Typically, artificial neurons are aggregated into layers. Different
layers may perform different kinds of transformations on their
inputs. Signals propagate from the first layer (the input layer
202), to the last layer (the output layer 206), possibly after
traversing one or more intermediate layers, called hidden layers
204.
[0047] The inputs to a neural network may vary depending on the
problem being addressed. In object detection, the inputs may be
data representing pixel values for certain pixels within an image
or frame. In one embodiment the neural network 200 comprises a
series of hidden layers in which each neuron is fully connected to
neurons of the next layer. The neural network 200 may utilize an
activation function such as sigmoid or a rectified linear unit
(ReLU), for example. The last layer in the neural network may
implement a regression function such as SoftMax regression to
produce the classified or predicted classifications for object
detection as output 210. In further embodiments a sigmoid function
can be used and position prediction may need raw output
transformation into linear and/or non-linear coordinates.
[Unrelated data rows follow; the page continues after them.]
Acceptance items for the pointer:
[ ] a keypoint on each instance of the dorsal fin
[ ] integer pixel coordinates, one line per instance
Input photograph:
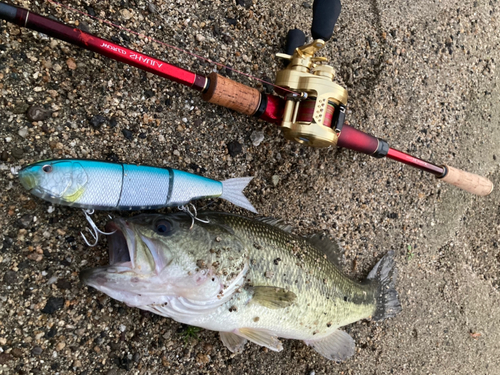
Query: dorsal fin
(278, 223)
(327, 247)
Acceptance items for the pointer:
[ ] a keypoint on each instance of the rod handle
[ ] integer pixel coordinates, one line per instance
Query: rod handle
(230, 94)
(467, 181)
[0048] In certain embodiments, the neural network 200 is trained
prior to deployment and to conserve operational resources. However,
some embodiments may utilize ongoing training of the neural network
200 especially when operational resource constraints such as die
area and performance are less critical. As will be discussed in
more detail below, the neural networks in many embodiments will
process video frames through a series of downsamplings (e.g.
convolutions, pooling, etc.) and upsamplings (i.e. expansions) to
generate an inference map similar to the inference map image 110
depicted in FIG. 1.
[0049] Referring to FIG. 3, a conceptual illustration of a
convolution process 300 in accordance with an embodiment of the
disclosure is shown. In a number of time-series neural networks,
input data is processed through one or more convolution layers.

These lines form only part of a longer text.